The human colon cell lines, HT-29 cells (p53 mutant type) and HCT-116 cells (p53 wild type), were obtained from the American Type Culture Collection and maintained in McCoy’s 5A medium (Life Technologies, Inc., Grand Island, NY) supplemented with 10% fetal bovine serum in an atmosphere of 95% air, 5% CO₂ at 37°C. All experiments were performed with cells at 70–80% confluence. PGA₁ was purchased from Cayman Chemicals (Ann Arbor, MI); Celecoxib was a generous gift from Pharmacia (Skokie, IL).

Cell Viability Assay.
Cells were cultured in 6-well plates at a density of 105 cells/well with different concentrations of celecoxib. Cultures were propagated for a period of 24 h to assess cell viability. The cell viability was determined by counting cell numbers with trypan blue exclusion and the MTT assay. The trypsinized and harvested cells were mixed with an equal volume of 0.3% trypan blue and evaluated for viability. For the MTT assay, cells were incubated with 0.5 mg/ml MTT for 4 h; the resulting formazan was dissolved in acidic isopropanol and quantitated by measuring absorbance at 540 nm (27) .

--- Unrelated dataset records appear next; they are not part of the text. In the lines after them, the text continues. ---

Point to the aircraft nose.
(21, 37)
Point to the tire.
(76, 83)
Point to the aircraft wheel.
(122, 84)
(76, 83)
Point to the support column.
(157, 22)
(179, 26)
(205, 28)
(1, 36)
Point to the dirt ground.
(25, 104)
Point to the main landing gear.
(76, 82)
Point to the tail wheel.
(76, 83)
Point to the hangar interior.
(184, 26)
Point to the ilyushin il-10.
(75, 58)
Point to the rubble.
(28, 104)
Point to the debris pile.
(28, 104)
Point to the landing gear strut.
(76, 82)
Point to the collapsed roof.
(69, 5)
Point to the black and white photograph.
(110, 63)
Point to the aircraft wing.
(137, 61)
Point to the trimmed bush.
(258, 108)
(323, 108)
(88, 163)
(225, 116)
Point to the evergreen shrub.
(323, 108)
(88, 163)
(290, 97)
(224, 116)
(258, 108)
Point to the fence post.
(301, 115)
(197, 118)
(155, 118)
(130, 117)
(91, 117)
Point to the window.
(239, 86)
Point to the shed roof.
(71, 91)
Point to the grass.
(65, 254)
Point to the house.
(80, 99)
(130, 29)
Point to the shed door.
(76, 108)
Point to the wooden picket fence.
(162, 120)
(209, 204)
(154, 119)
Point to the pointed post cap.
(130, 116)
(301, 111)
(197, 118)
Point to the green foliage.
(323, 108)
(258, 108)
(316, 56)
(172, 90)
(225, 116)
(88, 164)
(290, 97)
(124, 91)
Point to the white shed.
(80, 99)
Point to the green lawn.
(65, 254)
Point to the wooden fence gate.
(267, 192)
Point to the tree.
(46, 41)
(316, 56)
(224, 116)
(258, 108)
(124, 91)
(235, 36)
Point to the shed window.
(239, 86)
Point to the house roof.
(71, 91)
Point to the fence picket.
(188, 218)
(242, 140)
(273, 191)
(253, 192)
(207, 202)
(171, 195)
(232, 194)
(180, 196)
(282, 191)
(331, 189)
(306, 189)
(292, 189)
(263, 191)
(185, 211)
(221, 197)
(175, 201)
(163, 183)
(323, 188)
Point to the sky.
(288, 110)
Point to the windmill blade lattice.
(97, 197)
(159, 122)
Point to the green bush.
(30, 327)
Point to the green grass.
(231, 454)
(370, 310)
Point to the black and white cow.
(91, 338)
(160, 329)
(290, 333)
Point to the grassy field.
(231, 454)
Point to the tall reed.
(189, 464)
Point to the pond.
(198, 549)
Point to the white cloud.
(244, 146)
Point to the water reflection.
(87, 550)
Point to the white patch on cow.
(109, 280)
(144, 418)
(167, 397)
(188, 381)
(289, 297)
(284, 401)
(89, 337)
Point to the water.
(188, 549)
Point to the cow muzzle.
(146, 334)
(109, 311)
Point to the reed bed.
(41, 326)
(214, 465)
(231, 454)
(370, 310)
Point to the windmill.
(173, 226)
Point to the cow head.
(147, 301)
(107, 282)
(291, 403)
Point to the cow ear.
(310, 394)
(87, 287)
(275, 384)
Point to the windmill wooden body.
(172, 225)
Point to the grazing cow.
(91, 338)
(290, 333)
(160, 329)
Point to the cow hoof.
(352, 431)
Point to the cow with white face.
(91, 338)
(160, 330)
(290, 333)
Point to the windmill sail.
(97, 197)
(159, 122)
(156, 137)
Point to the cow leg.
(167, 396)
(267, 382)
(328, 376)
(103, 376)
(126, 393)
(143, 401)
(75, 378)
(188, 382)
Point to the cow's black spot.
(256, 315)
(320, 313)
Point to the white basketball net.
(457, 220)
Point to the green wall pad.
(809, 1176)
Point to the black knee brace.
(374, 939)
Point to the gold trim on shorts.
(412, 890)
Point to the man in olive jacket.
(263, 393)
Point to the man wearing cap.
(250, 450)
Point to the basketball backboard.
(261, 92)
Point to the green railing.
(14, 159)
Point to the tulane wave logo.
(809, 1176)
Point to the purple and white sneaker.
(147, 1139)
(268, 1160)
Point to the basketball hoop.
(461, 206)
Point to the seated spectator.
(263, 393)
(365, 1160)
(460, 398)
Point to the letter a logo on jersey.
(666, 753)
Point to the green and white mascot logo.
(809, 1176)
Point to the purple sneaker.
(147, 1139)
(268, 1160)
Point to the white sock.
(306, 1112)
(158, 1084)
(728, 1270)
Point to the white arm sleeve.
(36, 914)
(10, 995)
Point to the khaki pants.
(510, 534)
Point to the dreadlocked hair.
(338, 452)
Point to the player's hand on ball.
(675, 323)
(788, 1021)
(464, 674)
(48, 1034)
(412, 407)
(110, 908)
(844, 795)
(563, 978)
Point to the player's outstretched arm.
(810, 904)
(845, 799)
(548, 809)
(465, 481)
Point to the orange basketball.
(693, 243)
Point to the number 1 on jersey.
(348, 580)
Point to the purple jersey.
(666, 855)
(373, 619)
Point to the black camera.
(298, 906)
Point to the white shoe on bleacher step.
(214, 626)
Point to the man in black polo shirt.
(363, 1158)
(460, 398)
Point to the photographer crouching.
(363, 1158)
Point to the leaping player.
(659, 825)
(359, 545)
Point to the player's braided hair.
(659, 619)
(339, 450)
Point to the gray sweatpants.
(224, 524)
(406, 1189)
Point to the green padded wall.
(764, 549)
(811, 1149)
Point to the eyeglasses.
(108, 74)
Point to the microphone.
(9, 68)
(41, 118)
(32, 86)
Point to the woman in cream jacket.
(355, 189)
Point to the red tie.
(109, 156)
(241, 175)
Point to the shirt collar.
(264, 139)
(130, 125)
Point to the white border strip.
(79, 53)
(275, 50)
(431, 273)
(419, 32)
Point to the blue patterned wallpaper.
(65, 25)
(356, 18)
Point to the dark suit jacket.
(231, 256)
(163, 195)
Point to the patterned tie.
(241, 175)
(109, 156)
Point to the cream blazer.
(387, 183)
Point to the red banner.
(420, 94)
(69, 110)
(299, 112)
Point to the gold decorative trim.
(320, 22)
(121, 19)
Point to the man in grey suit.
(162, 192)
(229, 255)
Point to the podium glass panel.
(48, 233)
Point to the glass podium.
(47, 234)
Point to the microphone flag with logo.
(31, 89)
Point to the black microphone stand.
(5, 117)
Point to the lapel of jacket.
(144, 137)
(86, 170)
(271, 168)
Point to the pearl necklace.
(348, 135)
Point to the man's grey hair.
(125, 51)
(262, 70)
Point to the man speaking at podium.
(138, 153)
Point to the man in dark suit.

Protein Extraction and Estimation.
The HT-29 cells grown and incubated for 6 h with 0–40 µM concentrations of PGA₁ were washed with ice-cold PBS, then lysed in 400 µl of cold lysis buffer containing 20 mM Tri-HCl (pH 7.4), 2 mM EGTA, 50 mM ß-glycerophosphate, 1 mM sodium orthovanadate, 5 mM NaF, 1% (volume for volume) Triton X-100, 1 mM DTT, 1 mM PMSF, 20 µg/ml aprotinin, and 10 µg/ml leupeptin. The lysates were homogenized and kept on ice for 30 min with vortexing at 10-min intervals. The lysates were centrifuged at 13,000 x g for 15 min at 4°C. The supernatants were collected, and protein concentrations were estimated by the Bradford method (Bio-Rad, Richmond, CA).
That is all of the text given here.